Figure 4. A-J, Relative expression of key genes in phospholipase D pathway and iron death pathway in mice in the high-altitude hypoxia (HST) group and in the plain normal oxygen (PSC) group (n=5/group). *P<0.05, **P<0.01, ***P<0.001 (Student's t-test). K, Enrichment plot: PHOSPHOLIPASE_D_SIGNALING_PATHWAY(MMU04072) Profile of the Running ES Score & Positions of GeneSet Members on the Rank Ordered List. L, Kegg advanced network diagram: purple circles represent pathways, red circles represent genes, black lines represent positive correlation. M, Enrichment plot: FERROPTOSIS(MMU04216) Profile of the Running ES Score & Positions of GeneSet Members on the Rank Ordered List.
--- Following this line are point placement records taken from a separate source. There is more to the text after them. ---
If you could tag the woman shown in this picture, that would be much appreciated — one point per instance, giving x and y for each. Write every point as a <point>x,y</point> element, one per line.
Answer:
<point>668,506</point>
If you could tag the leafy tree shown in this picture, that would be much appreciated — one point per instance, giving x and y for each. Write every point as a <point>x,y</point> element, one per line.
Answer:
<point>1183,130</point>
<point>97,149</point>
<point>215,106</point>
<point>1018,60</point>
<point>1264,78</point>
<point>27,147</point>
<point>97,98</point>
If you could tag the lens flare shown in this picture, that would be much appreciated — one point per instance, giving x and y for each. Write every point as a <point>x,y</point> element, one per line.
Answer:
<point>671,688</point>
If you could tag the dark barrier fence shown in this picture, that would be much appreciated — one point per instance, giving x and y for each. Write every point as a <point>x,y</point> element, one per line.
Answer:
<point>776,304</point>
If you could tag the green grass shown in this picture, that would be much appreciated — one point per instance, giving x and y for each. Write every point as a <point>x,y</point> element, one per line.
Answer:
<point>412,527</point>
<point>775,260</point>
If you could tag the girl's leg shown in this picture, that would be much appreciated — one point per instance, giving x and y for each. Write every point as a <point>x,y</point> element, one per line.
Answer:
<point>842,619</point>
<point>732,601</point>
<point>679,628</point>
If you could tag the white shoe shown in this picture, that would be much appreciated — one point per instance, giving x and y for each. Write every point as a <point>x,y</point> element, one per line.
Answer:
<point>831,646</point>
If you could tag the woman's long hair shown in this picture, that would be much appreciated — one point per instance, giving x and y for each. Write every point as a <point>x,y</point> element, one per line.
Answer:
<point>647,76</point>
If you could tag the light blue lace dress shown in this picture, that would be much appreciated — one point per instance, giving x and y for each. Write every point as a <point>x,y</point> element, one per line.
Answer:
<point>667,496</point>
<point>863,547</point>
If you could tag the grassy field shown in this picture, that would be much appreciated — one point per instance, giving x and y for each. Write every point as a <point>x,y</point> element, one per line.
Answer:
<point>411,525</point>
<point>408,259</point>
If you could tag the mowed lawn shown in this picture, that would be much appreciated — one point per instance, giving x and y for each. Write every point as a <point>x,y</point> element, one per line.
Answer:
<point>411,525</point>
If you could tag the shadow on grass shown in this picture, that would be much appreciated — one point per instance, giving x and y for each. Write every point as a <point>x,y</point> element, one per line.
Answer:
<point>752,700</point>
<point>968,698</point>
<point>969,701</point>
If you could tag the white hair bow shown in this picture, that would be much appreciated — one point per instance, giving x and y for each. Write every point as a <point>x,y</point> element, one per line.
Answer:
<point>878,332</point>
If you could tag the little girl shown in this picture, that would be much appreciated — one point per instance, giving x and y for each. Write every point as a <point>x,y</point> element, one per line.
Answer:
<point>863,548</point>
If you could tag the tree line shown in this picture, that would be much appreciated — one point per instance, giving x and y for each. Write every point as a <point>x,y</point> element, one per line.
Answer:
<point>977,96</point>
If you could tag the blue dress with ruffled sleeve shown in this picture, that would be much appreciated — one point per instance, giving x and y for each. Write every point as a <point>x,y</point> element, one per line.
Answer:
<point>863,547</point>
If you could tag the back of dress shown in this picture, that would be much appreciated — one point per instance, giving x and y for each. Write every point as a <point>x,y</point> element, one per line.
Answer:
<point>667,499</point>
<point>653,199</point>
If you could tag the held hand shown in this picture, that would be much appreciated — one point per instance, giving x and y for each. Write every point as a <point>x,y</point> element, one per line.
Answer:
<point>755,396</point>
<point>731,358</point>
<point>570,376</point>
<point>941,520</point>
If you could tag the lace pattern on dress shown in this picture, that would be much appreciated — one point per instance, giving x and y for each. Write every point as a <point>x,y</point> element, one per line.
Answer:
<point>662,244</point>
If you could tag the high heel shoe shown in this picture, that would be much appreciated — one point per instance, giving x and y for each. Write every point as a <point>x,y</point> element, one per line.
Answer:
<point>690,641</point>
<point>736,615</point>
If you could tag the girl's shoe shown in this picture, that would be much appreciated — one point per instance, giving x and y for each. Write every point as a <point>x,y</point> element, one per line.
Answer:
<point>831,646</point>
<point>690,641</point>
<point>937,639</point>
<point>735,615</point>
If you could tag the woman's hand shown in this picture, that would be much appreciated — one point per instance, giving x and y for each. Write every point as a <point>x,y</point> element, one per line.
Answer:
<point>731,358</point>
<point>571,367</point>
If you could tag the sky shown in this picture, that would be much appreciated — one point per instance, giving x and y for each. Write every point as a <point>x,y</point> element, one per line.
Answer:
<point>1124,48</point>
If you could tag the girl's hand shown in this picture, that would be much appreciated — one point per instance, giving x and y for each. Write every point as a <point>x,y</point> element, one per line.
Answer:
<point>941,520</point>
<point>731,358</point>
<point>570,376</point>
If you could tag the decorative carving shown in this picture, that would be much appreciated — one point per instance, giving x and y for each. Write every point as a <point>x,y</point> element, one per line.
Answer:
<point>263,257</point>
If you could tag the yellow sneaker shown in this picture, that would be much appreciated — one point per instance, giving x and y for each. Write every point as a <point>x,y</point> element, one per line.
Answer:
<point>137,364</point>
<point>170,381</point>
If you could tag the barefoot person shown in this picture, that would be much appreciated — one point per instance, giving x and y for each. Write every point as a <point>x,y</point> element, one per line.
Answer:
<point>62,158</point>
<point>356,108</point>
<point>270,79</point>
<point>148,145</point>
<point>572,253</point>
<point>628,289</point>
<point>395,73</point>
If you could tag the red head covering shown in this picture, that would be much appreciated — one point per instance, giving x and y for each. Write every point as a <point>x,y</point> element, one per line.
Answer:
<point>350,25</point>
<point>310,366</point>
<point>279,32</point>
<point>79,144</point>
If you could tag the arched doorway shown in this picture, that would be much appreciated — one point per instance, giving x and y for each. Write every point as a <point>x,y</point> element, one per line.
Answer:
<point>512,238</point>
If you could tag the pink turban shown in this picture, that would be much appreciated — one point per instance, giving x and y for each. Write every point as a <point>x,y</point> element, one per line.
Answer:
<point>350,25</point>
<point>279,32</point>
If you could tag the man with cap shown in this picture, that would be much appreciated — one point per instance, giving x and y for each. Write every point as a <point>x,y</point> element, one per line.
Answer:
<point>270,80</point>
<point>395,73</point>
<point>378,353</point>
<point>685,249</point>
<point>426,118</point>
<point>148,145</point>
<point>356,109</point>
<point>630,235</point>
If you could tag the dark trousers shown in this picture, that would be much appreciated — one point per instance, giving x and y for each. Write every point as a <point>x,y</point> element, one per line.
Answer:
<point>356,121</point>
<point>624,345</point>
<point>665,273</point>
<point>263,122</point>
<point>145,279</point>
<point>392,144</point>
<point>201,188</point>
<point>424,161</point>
Figure 5. A-C, Quantitative analysis of mRNA expression, protein expression levels, and protein expression of KIT and DGKG in phospholipase D signaling pathway with β-actin as standard in mice in the high-altitude spleen test (HST) group and in the plain spleen control (PSC) group (n=3/group). D-F, Quantitative analysis of mRNA expression, protein expression levels, and protein expression of key genes in the ferroptosis signaling pathway, using β-actin as the standard (n=3/group). *P<0.05, **P<0.01, ***P<0.001, ****P<0.0001 (Student's t-test). G, Ferroptosis signaling pathway.